Unter der Woche hatte ich verhältnismäßig wenig Stress, da Montag Feiertag war und Donnerstag mein regulär unifreier Tag ist. Dies ermöglichte es mir, mich voll und ganz darauf zu konzentrieren Sportkurse zu belegen. So gehe ich jetzt zum Kickboxen, Volleyball und zweimal die Woche schwimmen. Am Freitagmorgen wurde für uns (damit meine ich mich und die anderen ausländischen Studenten) ein Willkommenstreffen der Uni veranstaltet. Da wir nur insgesamt 3 (eine Brasilianerin, ein Spanier und ich) waren, war das alles sehr persönlich und in einer gemütlich entspannten Runde. Wir bekamen sogar ein kleines Willkommenspaket, darunter auch ein T-Shirt mit dem Uni-Logo. Leute, die gerade aus dem Ausland wiederkamen präsentierten ihre Erlebnisse und berichteten von ihren Erfahrungen. Mir war es dann total peinlich mich in einem Interview vorstellen zu müssen (und das, obwohl ich noch nicht davon in Kenntnis gesetzt wurde, dass das mitsamt Fotos am nächsten Tag in der Zeitung landen würde…). Davor dachte ich mir noch, als ich nichtsahnend den Raum mit der Kamera betrat, dass es total freundlich von Helios (der spanische Austauschstudent) war, dass er von seinem Stuhl aufsprang und ihn mir anbot. Misstrauisch wurde ich erst, als er die Beine in die Hand nahm und blitzschnell aus dem Raum verschwand, um mich dem Schicksal zu überlassen, das ihn sonst ereilt hätte.

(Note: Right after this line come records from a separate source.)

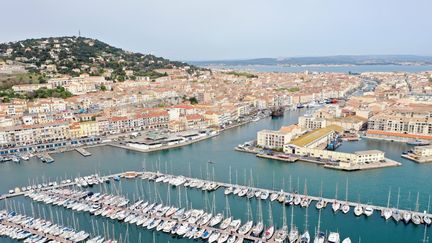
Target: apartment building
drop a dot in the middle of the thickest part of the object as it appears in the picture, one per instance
(393, 125)
(277, 139)
(34, 134)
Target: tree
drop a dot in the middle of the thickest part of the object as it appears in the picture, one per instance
(193, 100)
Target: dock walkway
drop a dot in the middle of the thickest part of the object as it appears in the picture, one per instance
(156, 216)
(83, 152)
(310, 197)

Am See Pelligrini - Cinco Saltos

Meine Suche nach neuen Freunden war auch nicht erfolglos, denn ich habe dieses Wochenende viel mit neuen Leuten gemacht. Ein Kommilitone lud mich zum Haus am See „Pelligrini“ ein, wo wir die eindrucksvolle Landschaft zu Fuß erkundeten. Der See erinnerte mich ziemlich an die Ostsee (wobei ich mir nicht ganz sicher bin, ob es der See an sich war, oder die kühlen Temperaturen) und ich fühlte mich wie zu Hause.

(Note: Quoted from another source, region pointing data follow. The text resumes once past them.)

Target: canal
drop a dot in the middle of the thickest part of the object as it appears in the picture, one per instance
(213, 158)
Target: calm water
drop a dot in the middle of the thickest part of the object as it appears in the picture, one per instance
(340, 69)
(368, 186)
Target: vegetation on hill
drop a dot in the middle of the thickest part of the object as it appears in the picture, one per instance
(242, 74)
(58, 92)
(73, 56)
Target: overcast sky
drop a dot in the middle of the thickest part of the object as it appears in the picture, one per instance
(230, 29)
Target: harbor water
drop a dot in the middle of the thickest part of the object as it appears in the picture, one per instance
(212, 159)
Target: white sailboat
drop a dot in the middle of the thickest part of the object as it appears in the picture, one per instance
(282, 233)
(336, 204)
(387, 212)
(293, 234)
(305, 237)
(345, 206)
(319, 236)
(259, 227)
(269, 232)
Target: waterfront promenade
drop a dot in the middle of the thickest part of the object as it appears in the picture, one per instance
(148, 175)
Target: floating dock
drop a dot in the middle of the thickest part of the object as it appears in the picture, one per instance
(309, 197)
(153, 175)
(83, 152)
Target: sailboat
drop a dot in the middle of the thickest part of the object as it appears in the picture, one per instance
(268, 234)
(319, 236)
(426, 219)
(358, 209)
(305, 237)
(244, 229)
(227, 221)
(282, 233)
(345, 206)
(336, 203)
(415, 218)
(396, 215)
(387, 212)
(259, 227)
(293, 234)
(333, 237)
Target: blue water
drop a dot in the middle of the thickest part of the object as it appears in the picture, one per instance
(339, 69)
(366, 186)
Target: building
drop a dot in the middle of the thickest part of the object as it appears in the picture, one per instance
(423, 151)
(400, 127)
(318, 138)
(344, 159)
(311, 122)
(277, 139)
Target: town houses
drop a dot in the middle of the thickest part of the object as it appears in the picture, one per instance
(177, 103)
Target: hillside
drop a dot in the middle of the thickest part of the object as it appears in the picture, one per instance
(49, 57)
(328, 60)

Was mich jedoch erschütterte, waren die Müllberge, die auf der Strecke zum Fluss in mein Blickfeld traten. Wie kann es sein, dass Leute mit ihren Autos in die Steppe fahren und unkontrolliert ihren Müll abladen? Es ist eine Schande, dass die Regierung nichts dagegen unternimmt. Immer mehr ärgert es mich, wie die Menschen die Natur zerstören: Zum einen das Fracking, zum anderen das Müllproblem… Doch ist das nicht das einzige, was nicht ordentlich funktioniert.

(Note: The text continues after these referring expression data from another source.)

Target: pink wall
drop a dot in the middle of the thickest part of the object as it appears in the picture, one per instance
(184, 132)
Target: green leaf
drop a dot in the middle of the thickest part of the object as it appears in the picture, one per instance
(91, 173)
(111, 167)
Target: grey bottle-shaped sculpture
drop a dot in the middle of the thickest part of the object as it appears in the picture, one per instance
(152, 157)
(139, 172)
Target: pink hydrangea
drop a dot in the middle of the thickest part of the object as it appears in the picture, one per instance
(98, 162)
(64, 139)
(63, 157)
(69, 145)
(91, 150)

Als wir durch die Bardas (so nennt sich die Hügellandschaft, die sich in der Nähe meines Hauses befindet) schlenderten und uns unterhielten, begleitete uns ein herrenloser Hund, den ich am liebsten adoptiert hätte, aber leider darf ich keine Haustiere halten. Ein interessantes Gespräch informierte mich über die Zustände in Gefängnissen und Arbeit bei der Polizei, was hier anscheinend ein Beruf ist, bei dem man ziemlich gut verdient. Ich erfuhr, dass es nicht nur in Buenos Aires extra Abteile in Gefängnissen für Schwule gibt; dass sich einige Insassen versuchen umzubringen, indem sie ihre Matratze in Brand stecken und die Aufseher trotz versuchter Rettung selbst im Gefängnis landen; dass über nicht bestandene Aufnahmetests kulant hinweggesehen wird, wenn man genug Kontakte hat und und und…

Am Nachmittag wollte ich zusammen mit Jessica, der brasilianischen Austauschstudentin und ihren Freunden an den Fluss gehen und Mate trinken. Nachdem wir am Fluss entlang spazierten und uns niederließen, stellten wir fest, dass wir das Trinkröhrchen und den Becher vergessen hatten, sodass wir das Mate-Trinken in ihr Haus verschoben. Da gab es dann sogar Facturas (Blätterteiggebäck) und verbrachten den Abend bei ihr. Mein Repertoire an spanischen und portugiesischen Liedern steigt stetig an. Jessica lehrte uns sogar Samba zu tanzen, bzw. versuchte sie es. 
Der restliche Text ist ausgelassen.